Member of Goa Legislative Assembly
- In office 1999–2002
- Preceded by: Krishna Kuttikar
- Succeeded by: Pandurang Madkaikar
- Constituency: Cumbarjua

Personal details
- Born: 2 November 1946 (age 79) Marcel, Portuguese Goa
- Party: Indian National Congress
- Spouse: Prabhakar Sawant

= Nirmala Sawant =

Indian politician

Nirmala Sawant is an Indian politician and environmental activist from Goa. She has served as a member of the Goa Legislative Assembly from Cumbarjua Assembly constituency and has been actively involved in various social and environmental causes.

==Early life==
Nirmala Sawant was born on 2 November 1946 at Marcel, Portuguese Goa. She has studied and obtained an M.A. in Economics, followed by a B.Ed. and an L.L.B. soon after. She is married to Prabhakar Sawant.

==Political career==
Sawant represented the Cumbarjua Assembly constituency as a Member of the Goa Legislative Assembly. During her tenure, she addressed issues pertinent to her constituency and the state. In 2012, she raised concerns about the inclusion of approximately 1,500 alleged bogus voters in the electoral roll of Cumbarjua, emphasizing the potential impact on election outcomes. She was the Minister of Forests between 8 June 1999 and 24 November 1999.

==Environmentalism==
As a founding member and convenor of the Mhadei Bachao Abhiyan (MBA), Sawant has been at the forefront of efforts to protect the Mhadei River. She has consistently urged the Goa government to take decisive action against the diversion of the river's waters, highlighting the potential adverse effects on Goa's environment and water resources.

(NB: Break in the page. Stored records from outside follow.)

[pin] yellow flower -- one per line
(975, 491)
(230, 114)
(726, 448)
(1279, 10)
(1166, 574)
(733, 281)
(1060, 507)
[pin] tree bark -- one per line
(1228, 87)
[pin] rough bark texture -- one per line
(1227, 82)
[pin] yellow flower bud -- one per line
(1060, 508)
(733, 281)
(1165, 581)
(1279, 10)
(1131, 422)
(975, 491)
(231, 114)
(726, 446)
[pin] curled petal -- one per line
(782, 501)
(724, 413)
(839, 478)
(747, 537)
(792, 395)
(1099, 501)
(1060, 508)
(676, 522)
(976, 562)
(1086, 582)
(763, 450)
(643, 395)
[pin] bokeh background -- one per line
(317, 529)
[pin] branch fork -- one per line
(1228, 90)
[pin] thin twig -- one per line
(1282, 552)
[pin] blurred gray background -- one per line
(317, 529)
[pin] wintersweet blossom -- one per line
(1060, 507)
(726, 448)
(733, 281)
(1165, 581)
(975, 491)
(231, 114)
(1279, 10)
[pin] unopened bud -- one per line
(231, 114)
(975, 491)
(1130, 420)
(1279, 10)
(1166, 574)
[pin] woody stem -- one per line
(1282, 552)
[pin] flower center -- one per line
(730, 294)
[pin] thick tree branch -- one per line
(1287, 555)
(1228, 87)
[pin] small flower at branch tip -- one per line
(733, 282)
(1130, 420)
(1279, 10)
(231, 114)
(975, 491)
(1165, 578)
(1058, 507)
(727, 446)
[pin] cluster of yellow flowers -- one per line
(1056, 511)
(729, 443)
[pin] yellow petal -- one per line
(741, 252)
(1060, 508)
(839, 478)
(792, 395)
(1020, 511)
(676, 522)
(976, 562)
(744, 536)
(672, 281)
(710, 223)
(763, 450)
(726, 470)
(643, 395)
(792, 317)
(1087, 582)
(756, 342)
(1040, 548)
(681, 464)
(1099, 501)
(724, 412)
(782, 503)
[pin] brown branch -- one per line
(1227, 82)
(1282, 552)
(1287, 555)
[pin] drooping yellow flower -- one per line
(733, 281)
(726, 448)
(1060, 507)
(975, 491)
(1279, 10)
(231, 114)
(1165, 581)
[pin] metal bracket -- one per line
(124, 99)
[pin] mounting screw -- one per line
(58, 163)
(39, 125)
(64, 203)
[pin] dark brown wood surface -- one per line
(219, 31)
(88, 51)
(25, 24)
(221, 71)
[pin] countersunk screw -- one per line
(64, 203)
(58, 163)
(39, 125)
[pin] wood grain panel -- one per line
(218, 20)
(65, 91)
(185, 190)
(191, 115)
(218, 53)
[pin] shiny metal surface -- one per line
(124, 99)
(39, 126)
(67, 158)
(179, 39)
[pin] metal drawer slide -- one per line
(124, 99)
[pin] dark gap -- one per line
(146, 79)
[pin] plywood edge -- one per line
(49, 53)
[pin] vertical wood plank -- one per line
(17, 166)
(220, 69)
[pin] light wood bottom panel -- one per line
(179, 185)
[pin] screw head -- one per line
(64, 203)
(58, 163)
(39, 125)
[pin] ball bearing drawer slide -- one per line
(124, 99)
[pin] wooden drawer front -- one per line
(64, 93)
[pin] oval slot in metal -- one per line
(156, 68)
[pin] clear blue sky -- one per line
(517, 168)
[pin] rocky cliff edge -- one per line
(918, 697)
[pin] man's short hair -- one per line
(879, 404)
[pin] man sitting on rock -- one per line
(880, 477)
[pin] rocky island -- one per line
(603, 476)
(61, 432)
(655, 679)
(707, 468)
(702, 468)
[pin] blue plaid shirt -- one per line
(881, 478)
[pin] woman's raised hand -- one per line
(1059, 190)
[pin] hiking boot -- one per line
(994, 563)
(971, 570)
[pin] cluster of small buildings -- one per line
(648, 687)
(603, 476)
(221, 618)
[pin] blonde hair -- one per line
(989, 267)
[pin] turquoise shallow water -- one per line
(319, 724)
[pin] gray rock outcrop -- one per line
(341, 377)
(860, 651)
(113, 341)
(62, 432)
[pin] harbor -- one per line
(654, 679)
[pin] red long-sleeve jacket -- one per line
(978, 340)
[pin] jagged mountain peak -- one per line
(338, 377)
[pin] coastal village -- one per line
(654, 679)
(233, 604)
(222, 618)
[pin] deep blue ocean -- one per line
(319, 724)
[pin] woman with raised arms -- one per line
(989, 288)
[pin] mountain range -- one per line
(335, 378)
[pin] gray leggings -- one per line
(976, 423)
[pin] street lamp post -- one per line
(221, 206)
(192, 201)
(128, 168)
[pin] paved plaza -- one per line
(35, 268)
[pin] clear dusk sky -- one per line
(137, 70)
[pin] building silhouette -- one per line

In January 2025, she urged the state government to request an exclusive date for the Mhadei water dispute hearing in the Supreme Court, emphasizing the urgency of the matter.

==Other work==
She has been a Member of the Editorial Board of textbooks to teach Konkani in high schools.

==Personal life==
She is married to Prabhakar Sawant.

During the COVID-19 pandemic in India, Sawant obtained a diploma in Sanskrit. She mentioned that while activities were halted during the pandemic, she dedicated her time to learning the language.